Values drive us, but our habits shape our character and how our lives turn out.

Below is an insert from Movement & Meaning, my book about how exercise affects the brain and helps build mental strength.

Creatures of Habit

Humans are creatures of habit, much more than we realize.  For example, when we learn something, such as the route to get to work, how to tie our shoes, or how to ride a bike, a habit loop is formed in the brain and we don’t really have to “think” about these routine actions anymore—they become second nature.  Engrained habit loops free up the rest of the brain to reason, process information, engage in critical thinking, and to work on more complex tasks. 

Humans are able to walk upright because our brains have become very efficient at creating these habit loops in the brain for repetitive tasks.  If the brain needed a lot of computing space to process things we do every day like driving, brushing our teeth, or making our bed, our heads would be so big we wouldn’t be able to walk upright.  This phenomenon explains why bad habits, such as drug addictions, which have become ingrained as memory loops in the brain and function like computer programs, are very hard to break.  Repeated often enough, we physically wire ourselves for addiction through habits.

Charles Duhigg describes in his fascinating 2012 book The Power of Habit: Why We Do What We Do in Life and Business, how AA (Alcoholics Anonymous) became the most popular and effective form of drug treatment in the world.  AA began as a movement modeled after first-century Christianity when a group of people who had alcohol problems started getting together for regular Christian-based religious meetings.  Bill Wilson, the founder of AA, took the group concept and moved it away from religion and solely towards helping people with substance abuse, while keeping the spiritual emphasis.  Wilson himself claimed to have given up alcohol with the help of the group and so he recruited others to join and then AA exploded from there.

Duhigg, in The Power of Habit, reveals how AA, with no initial scientific basis, has helped thousands of people overcome addiction by implanting new life-changing habits and beliefs in place of substance abuse.  AA participants gain the confidence that they can change and replace their old habits with new ones.  By attending AA, participants are taking action consistently, habitually, and ritually, changing their life by creating a new one.
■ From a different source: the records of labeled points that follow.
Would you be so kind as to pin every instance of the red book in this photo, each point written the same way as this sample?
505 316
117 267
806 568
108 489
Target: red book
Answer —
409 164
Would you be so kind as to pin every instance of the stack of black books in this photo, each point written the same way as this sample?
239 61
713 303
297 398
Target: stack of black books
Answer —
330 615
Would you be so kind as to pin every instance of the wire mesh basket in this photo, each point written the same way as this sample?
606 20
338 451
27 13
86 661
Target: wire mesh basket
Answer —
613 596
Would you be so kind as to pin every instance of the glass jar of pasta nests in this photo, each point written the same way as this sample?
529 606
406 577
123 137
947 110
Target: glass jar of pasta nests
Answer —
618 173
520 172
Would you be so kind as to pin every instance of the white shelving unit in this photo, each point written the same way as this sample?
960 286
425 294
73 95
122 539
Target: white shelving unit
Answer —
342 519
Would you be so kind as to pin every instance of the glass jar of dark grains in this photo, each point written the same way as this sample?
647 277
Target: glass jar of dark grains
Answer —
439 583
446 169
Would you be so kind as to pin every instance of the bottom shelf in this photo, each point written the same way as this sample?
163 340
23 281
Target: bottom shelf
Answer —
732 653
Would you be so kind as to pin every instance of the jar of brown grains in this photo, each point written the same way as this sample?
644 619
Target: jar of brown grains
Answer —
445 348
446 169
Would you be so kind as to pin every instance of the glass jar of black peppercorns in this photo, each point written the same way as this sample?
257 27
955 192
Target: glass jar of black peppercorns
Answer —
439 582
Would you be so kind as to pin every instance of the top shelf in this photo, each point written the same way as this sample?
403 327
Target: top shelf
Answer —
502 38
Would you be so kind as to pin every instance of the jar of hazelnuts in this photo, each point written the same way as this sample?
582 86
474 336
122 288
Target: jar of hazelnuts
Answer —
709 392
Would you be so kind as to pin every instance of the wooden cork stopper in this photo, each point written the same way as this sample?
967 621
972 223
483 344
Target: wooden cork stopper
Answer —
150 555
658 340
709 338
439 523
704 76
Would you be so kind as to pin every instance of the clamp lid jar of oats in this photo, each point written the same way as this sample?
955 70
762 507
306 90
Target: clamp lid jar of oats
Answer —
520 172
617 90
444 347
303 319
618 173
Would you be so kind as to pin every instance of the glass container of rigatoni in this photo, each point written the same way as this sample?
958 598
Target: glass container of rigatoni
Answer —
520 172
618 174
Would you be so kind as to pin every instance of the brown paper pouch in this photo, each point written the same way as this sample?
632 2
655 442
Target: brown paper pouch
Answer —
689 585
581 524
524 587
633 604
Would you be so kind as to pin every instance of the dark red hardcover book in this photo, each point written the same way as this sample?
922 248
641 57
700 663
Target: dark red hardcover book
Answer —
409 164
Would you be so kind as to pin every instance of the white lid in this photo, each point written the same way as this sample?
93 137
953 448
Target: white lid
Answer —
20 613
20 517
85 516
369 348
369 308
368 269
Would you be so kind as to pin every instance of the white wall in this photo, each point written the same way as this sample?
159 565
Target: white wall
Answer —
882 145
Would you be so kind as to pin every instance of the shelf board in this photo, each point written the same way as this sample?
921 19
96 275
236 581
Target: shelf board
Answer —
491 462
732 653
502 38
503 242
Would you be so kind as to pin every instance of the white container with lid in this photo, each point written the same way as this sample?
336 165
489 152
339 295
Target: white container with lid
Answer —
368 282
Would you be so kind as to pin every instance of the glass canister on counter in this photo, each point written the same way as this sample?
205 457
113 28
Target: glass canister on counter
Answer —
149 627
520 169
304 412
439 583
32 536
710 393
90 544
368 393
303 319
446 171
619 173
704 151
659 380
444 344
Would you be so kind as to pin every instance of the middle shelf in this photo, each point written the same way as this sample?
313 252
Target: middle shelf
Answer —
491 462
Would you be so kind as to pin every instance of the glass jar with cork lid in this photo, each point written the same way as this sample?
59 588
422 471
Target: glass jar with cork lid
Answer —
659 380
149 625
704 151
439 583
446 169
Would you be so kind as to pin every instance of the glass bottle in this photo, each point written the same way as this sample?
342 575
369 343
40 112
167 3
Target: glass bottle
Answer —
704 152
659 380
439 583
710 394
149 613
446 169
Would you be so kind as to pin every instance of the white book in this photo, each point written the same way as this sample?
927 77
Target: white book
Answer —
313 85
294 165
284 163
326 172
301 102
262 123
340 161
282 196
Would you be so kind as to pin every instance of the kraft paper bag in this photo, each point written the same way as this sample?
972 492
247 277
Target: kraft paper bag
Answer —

Alcoholics have triggers which bring on an insatiable desire to drink and eventually they give in and gain the reward, which could be an emotional release, a social connection, or one of a variety of other things.  These “rewards” then reinforce the addictive behavior and this pattern continues between trigger and reward unless the downward spiraling cycle is broken.  With alcohol or drug addiction, the substance itself takes on a person-like reality and binds itself to the addict and the two unite to create a new “person”, just like in a marriage. 

This intimate union, no matter how negative, is hard to break away from just like any destructive relationship.   AA intercedes to replace this addictive habit loop with a healthy feedback system of meetings and emotionally bonded relationships in which the meetings replace the ritual of drinking and the relationships provide the emotional rewards. 

We really are creatures of habit, even more than we realize.  Our habits are our life because they are largely unconscious.   A key component to managing stress and building mental strength is to replace bad habits with healthy and life-affirming new ones.